El Salvador

sovereign state in Central America

El Salvador officially the Republic of El Salvador, is the smallest and the most densely populated country in Central America. The country's capital city and largest city is San Salvador. Important cultural and commercial centers for Central America on the whole include Santa Ana and San Miguel. El Salvador borders the Pacific Ocean on the south, and the countries of Guatemala to the west and Honduras to the north and east. Its easternmost region lies on the coast of the Gulf of Fonseca, opposite Nicaragua. As of 2009, El Salvador had a population of approximately 5,744,113 people, composed predominantly of "Mestizos".

The men and women of El Salvador are the ones who decide... ~ Salvador Sánchez Cerén


  • The real lesson of Romero is that there are no legitimate reasons to deny [civil] rights. His government in his time believed that [civil] rights could be somewhat “suspended” to protect El Salvador from Communist influences coming from the Soviet Union via Cuba and Nicaragua. Romero was certainly not an admirer of the Soviet Union, but believed there should be other ways of protecting his country, not suspending [civil] rights. He taught us that those who advocate for [civil or natural] rights are “for” their countries, not “against” them.
  • For many years, repression, torture and murder were carried on in El Salvador by dictators installed and supported by our government... The story was virtually never covered.
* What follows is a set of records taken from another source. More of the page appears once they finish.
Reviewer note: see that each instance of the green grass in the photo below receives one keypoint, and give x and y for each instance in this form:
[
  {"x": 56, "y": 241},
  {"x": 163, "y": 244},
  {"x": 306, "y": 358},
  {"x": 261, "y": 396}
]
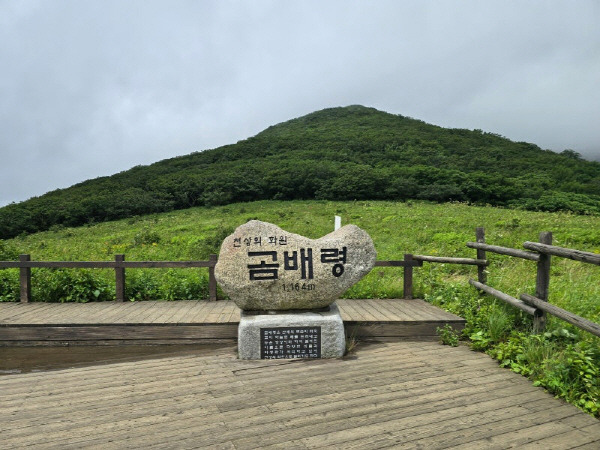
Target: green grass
[{"x": 564, "y": 360}]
By the late 1970s, however, the US government began to be concerned about a couple of things... In El Salvador in the 1970s, there was a growth of what were called "popular organizations"-peasant associations, cooperatives, unions, Church-based Bible study groups that evolved into self-help groups, etc. That raised the threat of democracy. In February 1980, the Archbishop of EI Salvador, Oscar Romero, sent a letter to President Carter in which he begged him not to send military aid to the junta that ran the country. He said such aid would be used to "sharpen injustice and repression against the people’s organizations" which were struggling "for respect for their most basic human rights" (hardly news to Washington, needless to say). A few weeks later, Archbishop Romero was assassinated while saying a mass.
  • On March 7, 1980, two weeks before the assassination, a state of siege had been instituted in El Salvador, and the war against the population began in force (with continued US support and involvement). The first major attack was a big massacre at the Rio Sumpul, a coordinated military operation of the Honduran and Salvadoran armies in which at least 600 people were butchered. Infants were cut to pieces with machetes, and women were tortured and drowned. Pieces of bodies were found in the river for days afterwards. There were church observers, so the information came out immediately, but the mainstream US media didn’t think it was worth reporting. Peasants were the main victims of this war, along with labor organizers, students, priests or anyone suspected of working for the interests of the people. In Carter’s last year, 1980, the death toll reached about 10,000, rising to about 13,000 for 1981 as the Reaganites took command.
  • There’s slave labor, crushing poverty, torture, mass murder, every horror you can think of. In El Salvador alone, from October 1979 (a date to which I’ll return) until December 1981 — approximately two years — about 30,000 people were murdered and about 600,000 refugees created. Those figures have about doubled since. Most of the murders were carried out by U.S.-backed military forces, including so-called death squads. The efficiency of the massacre in El Salvador has recently increased with direct participation of American military forces. American planes based in Honduran and Panamanian sanctuaries, military aircraft, now coordinate bombing raids over El Salvador, which means that the Salvadoran air force can more effectively kill fleeing peasants and destroy villages, and, in fact, the kill rate has gone up corresponding to that.
  • When the structures and values of Salvadoran society exemplify a democratic system, then the revolution I have worked for will have taken place. This is my dream.
  • On Monday, the Salvadoran Justice granted conditional freedom to a woman who has spent nine years in prison as part of a 30-year conviction for aggravated homicide, which she allegedly committed when aborting. The Citizen Group for the Abortion Decriminalization (ACDA) explained that the woman, identified as Kenya, was raped at age 17, became pregnant, and suffered an obstetric emergency, which the Police considered an abortion attempt... We celebrate the liberation of Kenya by stressing that our fight for the right to women on deciding on their bodies will not finish until we ensure justice for all companions," ACDA President Morena Herrera stated. The Salvadoran penal code prohibits abortion in all cases and establishes penalties of up to eight years for those citizens who commit it. Despite this, prosecutors and judges often classify abortion cases —including the involuntary termination of pregnancy— as aggravated homicides, which are punishable by up to 50 years' imprisonment.